Decisions, Decisions

According to an analysis by Paladin Registry  in July, 2011, when choosing their financial advisor, 57% use a subjective approach, 31% use an objective approach and 10% have no process.

In his ByAllAccounts blog post How Investors Select Financial Advisors (October 24th, 2011),  Jack Waymire, President & CEO, Paladin Registry gives the following breakdown.

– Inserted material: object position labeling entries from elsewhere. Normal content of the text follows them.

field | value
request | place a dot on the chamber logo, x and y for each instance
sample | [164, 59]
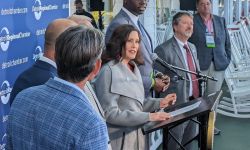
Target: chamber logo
[5, 92]
[37, 9]
[4, 42]
[38, 53]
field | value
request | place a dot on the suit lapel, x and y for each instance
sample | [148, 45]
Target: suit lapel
[95, 99]
[123, 79]
[215, 23]
[200, 22]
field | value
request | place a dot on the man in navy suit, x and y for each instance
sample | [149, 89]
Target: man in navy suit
[45, 67]
[58, 114]
[129, 14]
[211, 38]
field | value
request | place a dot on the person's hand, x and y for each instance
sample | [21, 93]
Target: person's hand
[170, 99]
[159, 116]
[162, 82]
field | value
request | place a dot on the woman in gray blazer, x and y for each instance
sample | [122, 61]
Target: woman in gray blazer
[120, 91]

Subjective investors make their decision based on the following criteria:

  • Commissions – 54%  (They do not realize they pay for commissions in the end.)
  • Brand names – 48%  (They feel safer with a well known company.)
  • Likeability – 29%  (They trust people they like.)
  • Sales pitches – 17% (They believe everything they hear.)
  • Fund Performance – 11% (They think track record predicts the future.)
  • References – 9% (They trust what other people say.)
  • Written information -4% (If it’s it writing, it must be true.)

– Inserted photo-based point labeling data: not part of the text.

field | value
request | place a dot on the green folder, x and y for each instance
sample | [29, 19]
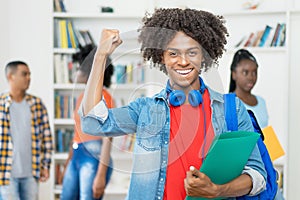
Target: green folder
[227, 157]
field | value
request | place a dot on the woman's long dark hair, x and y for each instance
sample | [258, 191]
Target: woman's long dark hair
[240, 55]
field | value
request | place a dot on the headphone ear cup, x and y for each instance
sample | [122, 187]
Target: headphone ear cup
[195, 98]
[176, 98]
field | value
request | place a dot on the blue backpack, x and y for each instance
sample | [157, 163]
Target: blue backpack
[232, 125]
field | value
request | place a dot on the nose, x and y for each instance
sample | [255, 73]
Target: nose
[183, 60]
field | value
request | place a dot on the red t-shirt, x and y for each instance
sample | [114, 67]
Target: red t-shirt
[188, 144]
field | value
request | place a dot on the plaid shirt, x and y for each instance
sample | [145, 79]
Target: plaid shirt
[42, 145]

Objective investors have different criteria:

  • Compliance Record – 95% (But only 4% check.)
  • Experience – 82% (The longer you’ve been in business, the better.)
  • Fees – 61% (They believe fee-only is the appropriate way to pay for financial advice.)
  • College Degree – 53% (College is important as long as your degree has some financial relevance.)
  • Certifications – 44% (All those letters after your name matter.)
  • Documentation – 21% (If it’s it writing, it must be true.)

Jack Waymire concludes:

Subjectivity benefits advisors with the best sales skills. Objectivity benefits advisors with the best credentials, ethics, business practices and services. These differences are like night and day, but they are blurred by the sales skills of advisors.  The advisor with the best personality and sales skills wins in subjective selection processes.  The advisor with the best sales skills also has a major advantage in objective selection processes.